On March 23, 1980, Romero urged the Salvadoran soldiers to cast down their weapons.
I would like to make an appeal in a special way to the men of the army, to the police, to those in the barracks. Brothers, you are part of our own people. You kill your own campesino brothers and sisters. And before an order to kill that a man may give, the law of God must prevail that says: Thou shalt not kill! No soldier is obliged to obey an order against the law of God. No one has to fulfill an immoral law. It is time to recover your consciences and to obey your consciences rather than the orders of sin…. In the name of God, and in the name of this suffering people whose laments rise to heaven each day more tumultuously, I beg you, I ask you, I order you in the name of God: Stop the repression!Oscar Romero understood that his opposition to the government would likely cost him his life. As he explained in his final homily, however, “[O]ne must not love oneself so much, as to avoid getting involved in the risks of life that history demands of us, and those that fend off danger will lose their lives.”

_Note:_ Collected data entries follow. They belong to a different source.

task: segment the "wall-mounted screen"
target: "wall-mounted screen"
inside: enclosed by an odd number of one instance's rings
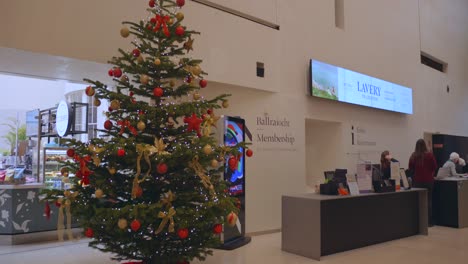
[[[413,113],[411,88],[317,60],[310,61],[310,68],[311,94],[315,97],[405,114]]]
[[[240,118],[227,117],[226,134],[224,135],[224,144],[226,146],[235,146],[238,143],[244,142],[244,126],[245,121]],[[229,187],[229,193],[233,196],[238,196],[244,193],[244,170],[245,170],[245,157],[244,149],[239,148],[238,157],[236,157],[236,166],[233,169],[226,163],[225,178],[231,183]],[[226,160],[228,162],[229,159]]]

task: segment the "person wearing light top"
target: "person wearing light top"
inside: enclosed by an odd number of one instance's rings
[[[460,155],[456,152],[452,152],[450,154],[449,160],[445,162],[444,166],[442,168],[448,168],[449,169],[449,177],[462,177],[464,174],[459,174],[457,173],[457,165],[462,165],[465,164],[465,160],[460,158]]]

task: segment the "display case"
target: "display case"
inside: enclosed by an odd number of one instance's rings
[[[64,177],[60,169],[64,166],[69,157],[67,156],[66,148],[44,148],[43,154],[42,175],[44,186],[47,189],[68,189],[68,181],[64,181]],[[69,175],[73,177],[73,175]]]

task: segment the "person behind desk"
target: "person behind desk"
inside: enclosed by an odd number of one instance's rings
[[[452,152],[450,154],[449,160],[445,162],[443,168],[449,168],[449,177],[461,177],[463,174],[457,173],[457,165],[462,165],[462,163],[465,163],[465,160],[460,159],[460,155],[456,152]]]
[[[432,153],[427,151],[424,139],[416,142],[416,147],[411,154],[408,168],[413,172],[413,186],[427,189],[427,209],[429,226],[433,226],[432,219],[432,191],[434,189],[434,174],[437,162]]]
[[[398,162],[398,160],[392,158],[390,151],[385,150],[380,154],[380,171],[384,180],[390,179],[391,177],[391,163]]]

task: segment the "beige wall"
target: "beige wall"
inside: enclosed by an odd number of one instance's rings
[[[203,67],[210,73],[209,80],[216,82],[204,93],[233,93],[227,113],[244,116],[254,133],[255,156],[247,161],[248,232],[279,228],[281,194],[302,192],[306,182],[323,178],[311,169],[323,160],[306,157],[310,151],[307,148],[314,147],[306,143],[313,142],[309,137],[315,135],[313,130],[306,133],[306,118],[341,124],[338,134],[343,143],[335,149],[336,158],[340,167],[350,170],[359,158],[377,161],[383,149],[392,151],[405,165],[414,142],[424,132],[468,135],[464,122],[468,111],[466,0],[345,1],[345,30],[335,28],[334,1],[272,0],[265,5],[222,1],[267,20],[278,14],[272,22],[281,26],[280,31],[187,2],[186,21],[202,32],[196,38],[193,54],[205,60]],[[141,11],[145,5],[145,1],[131,0],[1,1],[0,46],[103,63],[117,47],[129,49],[127,40],[118,35],[120,21],[146,16]],[[439,73],[421,65],[421,49],[446,61],[448,72]],[[0,70],[12,69],[4,65],[2,54],[6,53],[11,52],[0,52]],[[310,58],[413,88],[414,114],[306,96]],[[15,59],[10,57],[8,61],[14,63]],[[25,64],[24,59],[21,61]],[[255,77],[257,61],[266,65],[264,79]],[[67,76],[69,67],[76,63],[87,65],[65,59],[66,67],[61,68],[55,61],[51,65],[59,70],[49,73]],[[94,70],[78,67],[77,72],[96,77],[101,72],[106,79],[107,66],[90,65],[95,66]],[[41,71],[31,66],[28,69]],[[76,76],[77,72],[68,76]],[[445,91],[447,85],[450,93]],[[291,127],[285,130],[266,128],[263,132],[291,133],[294,145],[258,142],[256,135],[264,128],[256,125],[256,119],[265,113],[290,119]],[[352,126],[363,128],[366,132],[360,137],[376,145],[351,145]]]

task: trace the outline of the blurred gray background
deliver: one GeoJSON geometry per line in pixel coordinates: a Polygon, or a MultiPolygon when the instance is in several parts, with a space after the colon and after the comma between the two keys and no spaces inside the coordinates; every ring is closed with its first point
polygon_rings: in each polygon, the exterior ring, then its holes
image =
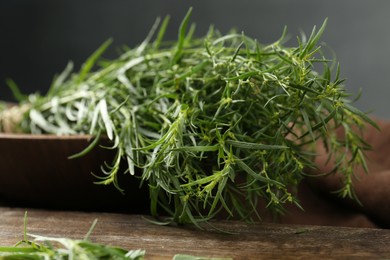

The day after his appeal to the soldiers, Archbishop Romero joined the long list of Salvadoran martyrs. At his funeral, which was attended by nearly 250,000 people, government soldiers whot and killed as many as 50 mourners. Over the next 12 years, the US Congress and American Presidents Jimmy Carter, Ronald Reagan, and George H.W. Bush spent $1.5 million a day in support of the Salvadoran government. Archbishop Romero’s assassin was never captured.